Central Medical Stores Trust (CMST) has asked government for a K30 billion bailout in recapitalisation to effectively carry out its mandate.
The institution has proposed that the recapitalisation should be staggered over three years to strengthen its drug procurements, capital asset , stock, supplier and operational expenditure management.
Speaking when Minister of Health Jappie Mhango toured the facility’s offices in Mzuzu on Friday, director of pharmaceutical operations Joe Khalani said CMST has a stock level of 76 percent, with supply fill rate of 63 percent.
He said: “CMST has not been financially capitalised to date. Thus, it sells and distributes medicines and medical supplies to the public and other health facilities with an 18 percent mark-up.
This, plus the 15 percent support of the Buy Malawi Strategy, results in expiries, currently at 7.1 percent.”
The CMST product pricing costs, according to Khalani, are also determined by product purchase price—currently affected by late creditors’ settlements, quality testing charges, clearing charges, warehousing and distribution costs.
CMST board chairperson Hilda Singo, who was part of the delegation, said they were hopeful that government would support them.
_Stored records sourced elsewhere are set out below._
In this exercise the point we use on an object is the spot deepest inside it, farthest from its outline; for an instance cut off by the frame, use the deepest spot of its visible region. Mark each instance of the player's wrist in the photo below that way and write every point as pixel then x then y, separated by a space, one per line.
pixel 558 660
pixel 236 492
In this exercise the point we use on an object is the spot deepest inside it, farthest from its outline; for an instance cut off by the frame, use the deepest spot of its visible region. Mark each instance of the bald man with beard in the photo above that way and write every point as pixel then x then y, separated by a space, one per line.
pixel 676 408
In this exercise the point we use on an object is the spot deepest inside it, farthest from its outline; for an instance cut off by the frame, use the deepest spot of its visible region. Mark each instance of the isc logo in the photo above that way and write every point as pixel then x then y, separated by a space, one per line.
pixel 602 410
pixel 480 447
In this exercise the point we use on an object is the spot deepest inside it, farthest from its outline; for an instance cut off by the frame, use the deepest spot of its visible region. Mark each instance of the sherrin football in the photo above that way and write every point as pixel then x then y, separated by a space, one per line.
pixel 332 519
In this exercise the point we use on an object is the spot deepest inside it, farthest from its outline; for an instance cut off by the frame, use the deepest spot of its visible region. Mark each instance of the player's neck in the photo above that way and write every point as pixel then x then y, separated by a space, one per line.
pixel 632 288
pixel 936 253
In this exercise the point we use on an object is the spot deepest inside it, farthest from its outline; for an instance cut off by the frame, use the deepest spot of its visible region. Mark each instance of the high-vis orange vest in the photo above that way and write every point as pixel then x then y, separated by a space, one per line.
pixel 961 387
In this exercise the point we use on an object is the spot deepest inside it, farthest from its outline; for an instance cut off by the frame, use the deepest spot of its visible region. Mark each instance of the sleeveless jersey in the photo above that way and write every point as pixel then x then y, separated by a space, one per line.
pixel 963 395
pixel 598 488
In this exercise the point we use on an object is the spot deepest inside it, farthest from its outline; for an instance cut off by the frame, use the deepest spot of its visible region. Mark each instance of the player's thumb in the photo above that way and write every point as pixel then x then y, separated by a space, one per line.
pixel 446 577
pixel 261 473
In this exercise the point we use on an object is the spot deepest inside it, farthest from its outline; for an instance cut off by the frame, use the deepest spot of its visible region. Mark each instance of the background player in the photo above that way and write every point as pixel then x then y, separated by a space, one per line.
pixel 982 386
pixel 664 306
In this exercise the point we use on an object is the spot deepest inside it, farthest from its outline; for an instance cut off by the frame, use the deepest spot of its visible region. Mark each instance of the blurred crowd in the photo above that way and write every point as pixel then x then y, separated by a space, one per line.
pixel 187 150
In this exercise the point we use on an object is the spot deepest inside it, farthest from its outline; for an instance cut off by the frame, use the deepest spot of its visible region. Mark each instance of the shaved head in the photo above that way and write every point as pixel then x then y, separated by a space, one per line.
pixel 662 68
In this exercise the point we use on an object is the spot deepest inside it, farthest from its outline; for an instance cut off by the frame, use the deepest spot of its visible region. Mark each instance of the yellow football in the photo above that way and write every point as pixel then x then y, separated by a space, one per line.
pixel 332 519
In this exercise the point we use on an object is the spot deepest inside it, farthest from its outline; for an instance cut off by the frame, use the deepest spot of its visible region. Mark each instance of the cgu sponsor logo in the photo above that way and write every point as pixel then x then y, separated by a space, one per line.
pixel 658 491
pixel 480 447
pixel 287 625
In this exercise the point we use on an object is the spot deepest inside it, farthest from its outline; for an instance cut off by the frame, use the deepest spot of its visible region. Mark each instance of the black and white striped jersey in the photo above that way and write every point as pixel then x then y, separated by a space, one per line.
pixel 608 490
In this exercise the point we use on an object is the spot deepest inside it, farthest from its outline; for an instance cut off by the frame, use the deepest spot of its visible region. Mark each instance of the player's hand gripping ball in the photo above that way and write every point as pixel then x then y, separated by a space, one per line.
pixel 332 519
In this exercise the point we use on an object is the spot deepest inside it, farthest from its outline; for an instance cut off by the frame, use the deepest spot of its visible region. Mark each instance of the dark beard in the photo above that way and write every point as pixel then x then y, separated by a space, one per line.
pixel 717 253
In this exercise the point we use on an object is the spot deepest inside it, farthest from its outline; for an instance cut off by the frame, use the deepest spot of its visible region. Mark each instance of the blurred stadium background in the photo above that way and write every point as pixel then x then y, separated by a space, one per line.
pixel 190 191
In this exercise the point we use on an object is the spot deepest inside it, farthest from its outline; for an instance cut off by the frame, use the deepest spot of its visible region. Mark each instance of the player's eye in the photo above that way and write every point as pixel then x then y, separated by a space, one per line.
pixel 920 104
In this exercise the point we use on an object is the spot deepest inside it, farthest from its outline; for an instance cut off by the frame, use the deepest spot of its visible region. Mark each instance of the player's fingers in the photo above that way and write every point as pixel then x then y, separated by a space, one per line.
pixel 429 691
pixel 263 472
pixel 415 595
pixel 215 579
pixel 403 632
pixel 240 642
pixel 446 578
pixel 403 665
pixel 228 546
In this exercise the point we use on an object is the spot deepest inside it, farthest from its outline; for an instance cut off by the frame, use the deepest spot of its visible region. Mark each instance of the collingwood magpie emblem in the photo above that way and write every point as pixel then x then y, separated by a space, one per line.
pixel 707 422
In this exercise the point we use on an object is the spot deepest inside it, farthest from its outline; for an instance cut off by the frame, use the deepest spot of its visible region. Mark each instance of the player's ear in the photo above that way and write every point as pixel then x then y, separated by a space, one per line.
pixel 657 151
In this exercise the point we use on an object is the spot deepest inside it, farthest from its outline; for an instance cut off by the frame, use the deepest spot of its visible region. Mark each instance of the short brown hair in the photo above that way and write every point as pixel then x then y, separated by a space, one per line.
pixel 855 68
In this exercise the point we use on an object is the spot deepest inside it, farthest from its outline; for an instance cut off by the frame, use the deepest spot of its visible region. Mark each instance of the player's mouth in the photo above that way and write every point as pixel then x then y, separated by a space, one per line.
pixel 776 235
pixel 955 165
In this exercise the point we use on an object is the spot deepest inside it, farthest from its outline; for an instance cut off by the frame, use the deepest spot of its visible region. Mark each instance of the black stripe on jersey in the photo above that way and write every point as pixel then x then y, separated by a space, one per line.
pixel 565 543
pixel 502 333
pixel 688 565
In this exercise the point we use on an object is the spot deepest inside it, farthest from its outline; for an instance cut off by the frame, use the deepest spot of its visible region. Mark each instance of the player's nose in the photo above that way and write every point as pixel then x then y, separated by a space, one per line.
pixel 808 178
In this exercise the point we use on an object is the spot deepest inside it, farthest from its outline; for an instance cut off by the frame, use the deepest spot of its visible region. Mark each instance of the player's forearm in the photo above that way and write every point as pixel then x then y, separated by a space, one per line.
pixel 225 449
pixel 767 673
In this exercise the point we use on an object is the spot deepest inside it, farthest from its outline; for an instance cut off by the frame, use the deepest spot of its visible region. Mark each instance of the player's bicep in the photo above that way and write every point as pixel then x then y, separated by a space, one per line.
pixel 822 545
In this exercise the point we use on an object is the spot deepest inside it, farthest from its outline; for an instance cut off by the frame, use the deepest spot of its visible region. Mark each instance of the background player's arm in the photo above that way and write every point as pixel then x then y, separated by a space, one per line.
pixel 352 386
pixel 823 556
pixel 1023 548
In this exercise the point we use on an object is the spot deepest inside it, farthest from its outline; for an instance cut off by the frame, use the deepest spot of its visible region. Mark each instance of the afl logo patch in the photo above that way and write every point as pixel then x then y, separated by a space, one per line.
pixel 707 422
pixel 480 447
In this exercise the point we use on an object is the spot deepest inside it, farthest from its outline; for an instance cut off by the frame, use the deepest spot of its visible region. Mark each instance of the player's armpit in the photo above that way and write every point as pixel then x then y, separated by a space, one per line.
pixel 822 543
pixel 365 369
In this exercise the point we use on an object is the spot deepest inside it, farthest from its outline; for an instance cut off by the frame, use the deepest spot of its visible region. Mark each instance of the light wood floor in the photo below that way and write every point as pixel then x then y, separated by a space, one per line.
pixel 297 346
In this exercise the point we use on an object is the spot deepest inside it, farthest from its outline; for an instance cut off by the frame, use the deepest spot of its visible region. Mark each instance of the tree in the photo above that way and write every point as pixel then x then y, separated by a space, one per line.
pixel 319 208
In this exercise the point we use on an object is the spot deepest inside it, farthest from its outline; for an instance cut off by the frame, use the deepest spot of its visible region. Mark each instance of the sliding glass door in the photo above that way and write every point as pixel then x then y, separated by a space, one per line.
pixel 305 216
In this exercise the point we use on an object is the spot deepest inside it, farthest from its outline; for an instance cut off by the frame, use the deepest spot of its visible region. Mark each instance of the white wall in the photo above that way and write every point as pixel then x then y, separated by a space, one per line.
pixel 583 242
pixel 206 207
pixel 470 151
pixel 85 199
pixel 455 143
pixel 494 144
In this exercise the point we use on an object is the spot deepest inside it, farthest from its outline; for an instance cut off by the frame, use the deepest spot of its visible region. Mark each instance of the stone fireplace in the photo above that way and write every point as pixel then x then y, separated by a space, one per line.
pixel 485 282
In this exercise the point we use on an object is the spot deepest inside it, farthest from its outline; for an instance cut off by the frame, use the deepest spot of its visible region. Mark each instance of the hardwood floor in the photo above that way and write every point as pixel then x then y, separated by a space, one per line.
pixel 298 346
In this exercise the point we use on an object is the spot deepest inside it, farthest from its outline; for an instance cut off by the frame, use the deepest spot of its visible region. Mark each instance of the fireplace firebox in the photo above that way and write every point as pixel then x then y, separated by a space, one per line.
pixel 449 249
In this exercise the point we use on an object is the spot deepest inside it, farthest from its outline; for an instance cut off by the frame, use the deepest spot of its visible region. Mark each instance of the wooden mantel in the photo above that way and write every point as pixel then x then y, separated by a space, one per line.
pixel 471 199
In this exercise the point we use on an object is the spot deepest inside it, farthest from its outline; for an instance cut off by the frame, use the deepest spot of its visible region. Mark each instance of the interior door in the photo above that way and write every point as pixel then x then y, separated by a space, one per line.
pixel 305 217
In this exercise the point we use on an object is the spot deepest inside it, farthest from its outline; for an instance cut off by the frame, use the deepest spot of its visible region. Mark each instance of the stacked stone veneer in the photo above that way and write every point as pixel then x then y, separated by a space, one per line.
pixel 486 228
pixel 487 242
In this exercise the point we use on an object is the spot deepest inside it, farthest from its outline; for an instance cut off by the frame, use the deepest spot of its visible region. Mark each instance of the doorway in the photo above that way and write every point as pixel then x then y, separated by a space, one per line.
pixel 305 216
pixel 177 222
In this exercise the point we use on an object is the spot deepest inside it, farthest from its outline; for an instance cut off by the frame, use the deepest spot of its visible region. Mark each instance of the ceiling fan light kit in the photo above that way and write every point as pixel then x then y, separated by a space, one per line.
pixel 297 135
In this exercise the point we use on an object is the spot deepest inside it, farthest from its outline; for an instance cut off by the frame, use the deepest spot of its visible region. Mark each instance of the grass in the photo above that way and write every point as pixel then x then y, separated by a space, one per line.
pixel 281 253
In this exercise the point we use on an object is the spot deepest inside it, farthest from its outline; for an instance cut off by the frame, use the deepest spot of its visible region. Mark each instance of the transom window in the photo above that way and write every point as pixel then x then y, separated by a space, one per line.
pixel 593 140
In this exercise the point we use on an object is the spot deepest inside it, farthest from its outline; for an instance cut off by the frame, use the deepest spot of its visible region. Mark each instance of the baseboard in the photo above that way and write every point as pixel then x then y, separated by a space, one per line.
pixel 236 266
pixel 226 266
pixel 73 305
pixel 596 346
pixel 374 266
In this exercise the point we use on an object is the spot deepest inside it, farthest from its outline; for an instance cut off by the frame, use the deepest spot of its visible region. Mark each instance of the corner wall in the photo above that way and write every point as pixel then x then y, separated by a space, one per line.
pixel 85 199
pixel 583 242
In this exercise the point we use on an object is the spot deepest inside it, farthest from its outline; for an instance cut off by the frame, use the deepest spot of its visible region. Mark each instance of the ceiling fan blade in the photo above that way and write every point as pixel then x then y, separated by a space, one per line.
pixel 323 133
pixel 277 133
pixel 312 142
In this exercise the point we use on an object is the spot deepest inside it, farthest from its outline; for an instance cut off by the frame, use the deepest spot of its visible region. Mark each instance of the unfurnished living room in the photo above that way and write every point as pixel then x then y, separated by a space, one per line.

Speaking when he toured CMST offices in Lilongwe on Thursday, Mhango said government is keen to recapitalise CMST.
He said: “They deserve to be recapitalised. We will do whatever we can within our means so that the trust is recapitalised.”
CMST was created in November 2010 to replace the Central Medical Stores which was an operational arm of the Ministry of Health since 1968. CMST became operational in 2012.